GNOME Bugzilla – Bug 681822
Blank nodes are always removed from HTML (regardless the option HTML_PARSE_NOBLANKS)
Last modified: 2017-06-17 10:51:55 UTC
Regardless if the option HTML_PARSE_NOBLANKS is set or not, blank nodes are removed from a HTML document, for example: <html> <head> <title>This is a test.</title> </head> <body> <p>This is a test.</p> </body> </html> is read as: <html><head><title>This is a test.</title></head><body> <p>This is a test.</p> </body></html> (Reproduced with the version 2.8.0.)
Created attachment 221122 [details] [review] Preliminary bug fix Probably this bug fix is incorrect, but it does what I need.

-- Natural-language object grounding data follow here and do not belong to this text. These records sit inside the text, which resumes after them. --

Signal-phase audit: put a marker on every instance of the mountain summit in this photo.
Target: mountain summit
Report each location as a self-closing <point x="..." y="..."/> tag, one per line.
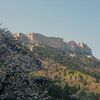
<point x="36" y="39"/>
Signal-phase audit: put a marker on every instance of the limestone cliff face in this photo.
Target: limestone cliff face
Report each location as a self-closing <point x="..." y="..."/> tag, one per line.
<point x="35" y="39"/>
<point x="48" y="41"/>
<point x="84" y="48"/>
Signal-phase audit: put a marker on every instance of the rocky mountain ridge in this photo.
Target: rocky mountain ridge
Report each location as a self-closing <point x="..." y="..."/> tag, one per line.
<point x="36" y="39"/>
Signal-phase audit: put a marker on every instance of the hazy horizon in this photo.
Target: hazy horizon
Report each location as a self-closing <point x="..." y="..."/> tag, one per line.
<point x="69" y="19"/>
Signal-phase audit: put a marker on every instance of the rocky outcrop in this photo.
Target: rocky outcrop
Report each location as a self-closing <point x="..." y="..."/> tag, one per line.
<point x="35" y="39"/>
<point x="84" y="48"/>
<point x="48" y="41"/>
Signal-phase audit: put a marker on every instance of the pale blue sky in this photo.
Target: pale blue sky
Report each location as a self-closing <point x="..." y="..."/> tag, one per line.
<point x="71" y="19"/>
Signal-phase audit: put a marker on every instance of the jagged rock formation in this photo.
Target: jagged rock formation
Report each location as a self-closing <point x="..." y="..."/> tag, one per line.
<point x="34" y="39"/>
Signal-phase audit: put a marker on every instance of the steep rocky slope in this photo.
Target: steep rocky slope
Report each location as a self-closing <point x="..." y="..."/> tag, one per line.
<point x="35" y="39"/>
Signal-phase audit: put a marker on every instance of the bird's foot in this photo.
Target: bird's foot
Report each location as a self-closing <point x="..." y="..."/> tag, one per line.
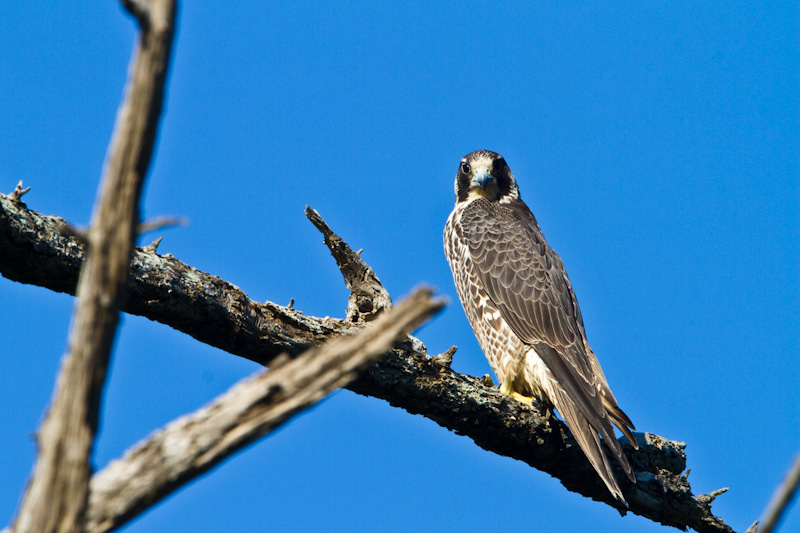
<point x="506" y="389"/>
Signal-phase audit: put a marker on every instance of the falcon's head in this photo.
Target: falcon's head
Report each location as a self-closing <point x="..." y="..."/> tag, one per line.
<point x="484" y="174"/>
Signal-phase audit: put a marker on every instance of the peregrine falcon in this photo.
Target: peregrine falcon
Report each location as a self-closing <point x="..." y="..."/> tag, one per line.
<point x="520" y="304"/>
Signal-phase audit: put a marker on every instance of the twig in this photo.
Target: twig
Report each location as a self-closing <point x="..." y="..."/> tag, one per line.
<point x="57" y="494"/>
<point x="368" y="297"/>
<point x="160" y="223"/>
<point x="18" y="192"/>
<point x="780" y="500"/>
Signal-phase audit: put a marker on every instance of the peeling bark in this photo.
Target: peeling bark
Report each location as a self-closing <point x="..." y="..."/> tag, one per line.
<point x="218" y="313"/>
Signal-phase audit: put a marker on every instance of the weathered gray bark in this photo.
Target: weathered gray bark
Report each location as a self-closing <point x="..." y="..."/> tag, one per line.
<point x="57" y="494"/>
<point x="193" y="444"/>
<point x="162" y="288"/>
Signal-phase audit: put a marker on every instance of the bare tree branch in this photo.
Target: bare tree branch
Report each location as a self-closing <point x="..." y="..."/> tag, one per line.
<point x="57" y="493"/>
<point x="780" y="500"/>
<point x="220" y="314"/>
<point x="193" y="444"/>
<point x="368" y="297"/>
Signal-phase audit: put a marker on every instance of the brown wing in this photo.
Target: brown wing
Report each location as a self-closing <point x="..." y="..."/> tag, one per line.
<point x="527" y="281"/>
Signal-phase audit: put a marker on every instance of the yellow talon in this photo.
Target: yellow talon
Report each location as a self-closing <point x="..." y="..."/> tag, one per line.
<point x="506" y="389"/>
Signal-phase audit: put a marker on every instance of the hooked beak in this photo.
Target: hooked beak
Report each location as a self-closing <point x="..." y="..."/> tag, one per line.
<point x="482" y="177"/>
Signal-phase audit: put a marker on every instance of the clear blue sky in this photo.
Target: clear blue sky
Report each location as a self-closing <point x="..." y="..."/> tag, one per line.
<point x="657" y="146"/>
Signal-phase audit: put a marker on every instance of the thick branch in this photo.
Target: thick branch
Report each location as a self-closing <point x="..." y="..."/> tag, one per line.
<point x="195" y="443"/>
<point x="218" y="313"/>
<point x="57" y="494"/>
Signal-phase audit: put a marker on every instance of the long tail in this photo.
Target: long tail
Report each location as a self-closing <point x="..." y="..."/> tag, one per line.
<point x="589" y="417"/>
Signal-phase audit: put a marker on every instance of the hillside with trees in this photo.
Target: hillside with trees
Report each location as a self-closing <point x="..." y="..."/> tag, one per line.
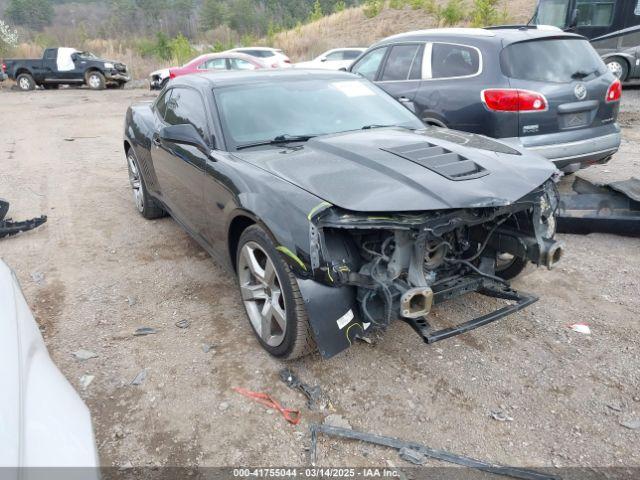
<point x="149" y="34"/>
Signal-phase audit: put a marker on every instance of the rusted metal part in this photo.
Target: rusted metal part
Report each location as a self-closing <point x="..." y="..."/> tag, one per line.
<point x="433" y="453"/>
<point x="606" y="208"/>
<point x="8" y="227"/>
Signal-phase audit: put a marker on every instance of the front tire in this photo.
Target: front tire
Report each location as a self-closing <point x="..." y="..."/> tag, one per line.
<point x="25" y="82"/>
<point x="146" y="205"/>
<point x="618" y="67"/>
<point x="95" y="80"/>
<point x="271" y="297"/>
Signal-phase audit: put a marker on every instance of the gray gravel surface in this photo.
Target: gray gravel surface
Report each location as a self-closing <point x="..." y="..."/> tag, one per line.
<point x="104" y="272"/>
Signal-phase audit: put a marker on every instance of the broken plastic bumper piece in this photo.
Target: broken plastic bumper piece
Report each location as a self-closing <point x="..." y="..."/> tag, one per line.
<point x="461" y="286"/>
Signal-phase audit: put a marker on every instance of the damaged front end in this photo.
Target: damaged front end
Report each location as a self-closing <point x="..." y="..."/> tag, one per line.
<point x="400" y="265"/>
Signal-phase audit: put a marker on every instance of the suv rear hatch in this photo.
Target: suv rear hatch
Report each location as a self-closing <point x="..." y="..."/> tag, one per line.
<point x="571" y="77"/>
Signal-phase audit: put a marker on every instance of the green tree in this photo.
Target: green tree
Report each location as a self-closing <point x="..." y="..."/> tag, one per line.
<point x="34" y="14"/>
<point x="484" y="13"/>
<point x="453" y="13"/>
<point x="316" y="12"/>
<point x="212" y="14"/>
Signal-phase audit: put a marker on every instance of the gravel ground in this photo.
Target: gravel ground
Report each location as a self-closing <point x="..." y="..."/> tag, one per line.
<point x="107" y="271"/>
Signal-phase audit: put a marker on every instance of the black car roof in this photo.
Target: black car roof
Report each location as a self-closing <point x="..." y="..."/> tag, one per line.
<point x="237" y="78"/>
<point x="503" y="35"/>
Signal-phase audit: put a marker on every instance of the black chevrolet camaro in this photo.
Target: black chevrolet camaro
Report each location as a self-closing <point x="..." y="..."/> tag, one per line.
<point x="335" y="207"/>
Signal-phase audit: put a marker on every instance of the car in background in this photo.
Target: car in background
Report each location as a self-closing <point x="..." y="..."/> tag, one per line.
<point x="335" y="59"/>
<point x="43" y="421"/>
<point x="210" y="62"/>
<point x="273" y="57"/>
<point x="612" y="26"/>
<point x="539" y="88"/>
<point x="66" y="66"/>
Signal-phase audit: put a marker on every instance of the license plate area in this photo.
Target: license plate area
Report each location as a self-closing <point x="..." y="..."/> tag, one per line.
<point x="572" y="120"/>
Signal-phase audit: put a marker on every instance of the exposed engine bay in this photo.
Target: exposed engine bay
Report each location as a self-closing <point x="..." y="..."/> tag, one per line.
<point x="403" y="264"/>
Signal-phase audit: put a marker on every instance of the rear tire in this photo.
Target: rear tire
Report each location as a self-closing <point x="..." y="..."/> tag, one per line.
<point x="95" y="80"/>
<point x="271" y="297"/>
<point x="618" y="67"/>
<point x="25" y="82"/>
<point x="146" y="205"/>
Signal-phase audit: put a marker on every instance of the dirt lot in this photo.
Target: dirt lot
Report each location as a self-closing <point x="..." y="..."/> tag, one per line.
<point x="107" y="271"/>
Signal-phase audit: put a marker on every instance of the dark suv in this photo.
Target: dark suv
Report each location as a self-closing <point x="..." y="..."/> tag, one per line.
<point x="540" y="88"/>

Okay, i agree that having 1 useless parser flag setup by default and forcing loss of data is not a good situatin, so i applied a patch based on yours fixing the issue. I will check how it goes uspstream hopefully we can keep as-is without adding a new parser flag specifically for that behaviour http://git.gnome.org/browse/libxml2/commit/?id=f933c898132f20a50ba39ac6116378b71a01c700 thanks ! Daniel
*** Bug 642191 has been marked as a duplicate of this bug. ***
*** Bug 319716 has been marked as a duplicate of this bug. ***
*** Bug 675351 has been marked as a duplicate of this bug. ***
*** Bug 728997 has been marked as a duplicate of this bug. ***